A few weeks ago, I posted about some great stuff I bought at a local antique shop. About a week after that post, I learned that one of those antique shops would be closing. Then I heard that another local antique shop I’d been meaning to visit was closing. Then I got an e-mail from another local shop that they would no longer have their brick and mortar location, and is going completely online. Last month, a local vintage store closed their store front. I never got around to visiting there.
Seeing so many local shops go under is heart breaking to me. I love shopping at local stores. I like finding unique and interesting objects. I like meeting people who really care about their businesses and what they sell. I like buying things that support an individual and not a corporation. Not to mention the fact that buying local is simply fantastic for your local economy.
I recently read about The 3/50 project, and I love what they’re doing. They’re encouraging everyone to pick three local shops each month and spend $50 at those shops. (Of course, you can shop at more shops than that, and spend more than that. It’s just kind of catchy to call it 3/50). Their site is full of information and resources about why shopping local is so important.
I have decided to be more intentional about spending money locally, and I’d like to challenge everyone else to try spending $50 locally every month too. At first, it may sound like a financial burden, but it doesn’t have to be. Just shift the money that you would usually spend at big businesses to local businesses. Instead of buying coffee beans at a chain store, buy them at a local coffee roaster. Instead of buying some cheap furniture at a big box store, buy some cool (much more durable) furniture at a local antique shop.
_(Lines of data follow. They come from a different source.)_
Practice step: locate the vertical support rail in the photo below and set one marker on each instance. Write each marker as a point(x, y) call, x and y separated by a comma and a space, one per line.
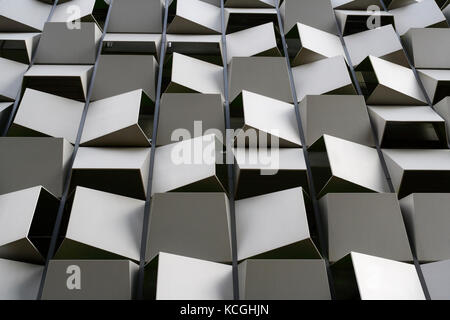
point(66, 189)
point(230, 166)
point(312, 190)
point(19, 94)
point(145, 227)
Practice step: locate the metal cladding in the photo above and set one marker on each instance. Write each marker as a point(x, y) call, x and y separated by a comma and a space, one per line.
point(224, 149)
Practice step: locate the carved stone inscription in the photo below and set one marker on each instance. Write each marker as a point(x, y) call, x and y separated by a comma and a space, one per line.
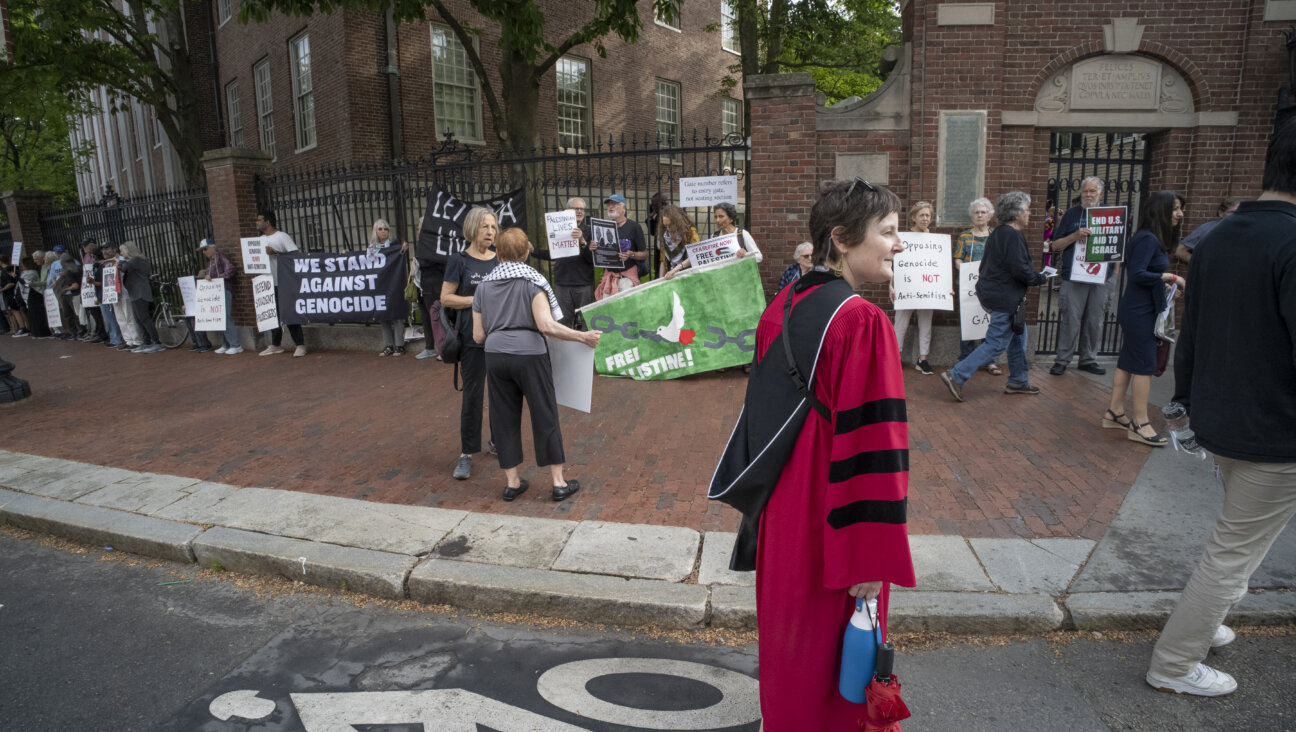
point(1115, 82)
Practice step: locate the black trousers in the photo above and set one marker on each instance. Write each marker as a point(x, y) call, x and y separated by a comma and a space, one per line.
point(513, 378)
point(472, 369)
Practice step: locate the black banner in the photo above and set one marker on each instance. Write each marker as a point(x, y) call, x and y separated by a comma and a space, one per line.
point(442, 231)
point(342, 288)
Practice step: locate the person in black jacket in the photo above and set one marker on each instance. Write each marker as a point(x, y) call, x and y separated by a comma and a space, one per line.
point(1006, 272)
point(1235, 372)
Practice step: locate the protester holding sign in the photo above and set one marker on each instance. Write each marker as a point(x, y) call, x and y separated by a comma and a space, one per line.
point(1148, 261)
point(464, 272)
point(513, 310)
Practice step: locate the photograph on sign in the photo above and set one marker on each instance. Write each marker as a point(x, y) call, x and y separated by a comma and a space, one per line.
point(923, 272)
point(1107, 227)
point(708, 191)
point(559, 227)
point(607, 244)
point(718, 249)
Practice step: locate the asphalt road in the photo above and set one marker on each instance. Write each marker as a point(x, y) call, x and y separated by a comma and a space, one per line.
point(99, 645)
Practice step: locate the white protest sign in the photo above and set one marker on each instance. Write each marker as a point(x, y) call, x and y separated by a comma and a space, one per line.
point(187, 294)
point(255, 261)
point(718, 249)
point(923, 272)
point(52, 318)
point(708, 191)
point(263, 297)
point(559, 226)
point(210, 301)
point(573, 373)
point(973, 320)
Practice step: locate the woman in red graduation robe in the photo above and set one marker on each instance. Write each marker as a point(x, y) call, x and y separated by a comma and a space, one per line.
point(831, 527)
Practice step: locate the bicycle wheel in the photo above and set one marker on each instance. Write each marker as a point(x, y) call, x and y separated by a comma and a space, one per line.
point(171, 332)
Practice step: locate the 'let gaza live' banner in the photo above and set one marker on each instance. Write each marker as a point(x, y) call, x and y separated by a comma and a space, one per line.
point(342, 288)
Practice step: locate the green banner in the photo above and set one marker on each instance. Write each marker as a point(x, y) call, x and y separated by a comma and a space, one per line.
point(700, 320)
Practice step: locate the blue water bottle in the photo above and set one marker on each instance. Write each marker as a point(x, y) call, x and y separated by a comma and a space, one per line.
point(858, 652)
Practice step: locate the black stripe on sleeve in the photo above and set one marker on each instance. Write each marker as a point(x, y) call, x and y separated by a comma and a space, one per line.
point(871, 413)
point(870, 461)
point(868, 512)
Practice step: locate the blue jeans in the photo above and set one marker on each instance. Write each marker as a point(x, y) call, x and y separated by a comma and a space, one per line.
point(114, 331)
point(998, 338)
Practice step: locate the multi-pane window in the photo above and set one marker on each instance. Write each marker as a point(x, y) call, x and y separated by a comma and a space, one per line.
point(303, 93)
point(455, 100)
point(668, 117)
point(265, 109)
point(729, 27)
point(574, 108)
point(235, 109)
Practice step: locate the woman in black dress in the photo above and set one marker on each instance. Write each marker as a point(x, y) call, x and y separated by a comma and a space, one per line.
point(1146, 264)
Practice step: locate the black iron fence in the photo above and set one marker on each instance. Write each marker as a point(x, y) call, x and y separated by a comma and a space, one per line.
point(166, 227)
point(333, 207)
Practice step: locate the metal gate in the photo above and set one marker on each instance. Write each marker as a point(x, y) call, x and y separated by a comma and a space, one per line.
point(1120, 161)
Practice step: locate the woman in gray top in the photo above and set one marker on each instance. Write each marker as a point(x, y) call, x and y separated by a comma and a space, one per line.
point(513, 308)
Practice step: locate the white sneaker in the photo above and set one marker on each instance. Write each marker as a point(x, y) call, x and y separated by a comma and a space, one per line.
point(1224, 636)
point(1203, 682)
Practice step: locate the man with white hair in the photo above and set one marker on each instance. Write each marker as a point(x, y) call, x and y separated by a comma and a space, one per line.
point(1080, 305)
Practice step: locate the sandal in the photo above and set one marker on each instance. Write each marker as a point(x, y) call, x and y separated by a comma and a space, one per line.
point(1112, 421)
point(1155, 441)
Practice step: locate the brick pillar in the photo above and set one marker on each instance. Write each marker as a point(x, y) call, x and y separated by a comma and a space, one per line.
point(233, 217)
point(783, 167)
point(23, 209)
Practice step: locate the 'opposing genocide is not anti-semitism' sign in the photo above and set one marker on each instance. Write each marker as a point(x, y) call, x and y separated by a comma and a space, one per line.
point(442, 233)
point(342, 288)
point(697, 321)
Instead of buying clothes at the mall, hit up a local thrift or consignment store.
And just a note: as I’ve said before, I don’t think that big box, chain stores, and malls are necessarily bad. I just think it’s good to have balance. I still shop at Target, the Gap, IKEA, Starbucks and plenty of other big chain stores. But I try to balance that out with local independent businesses as well. I think that in all things in life, balance is key.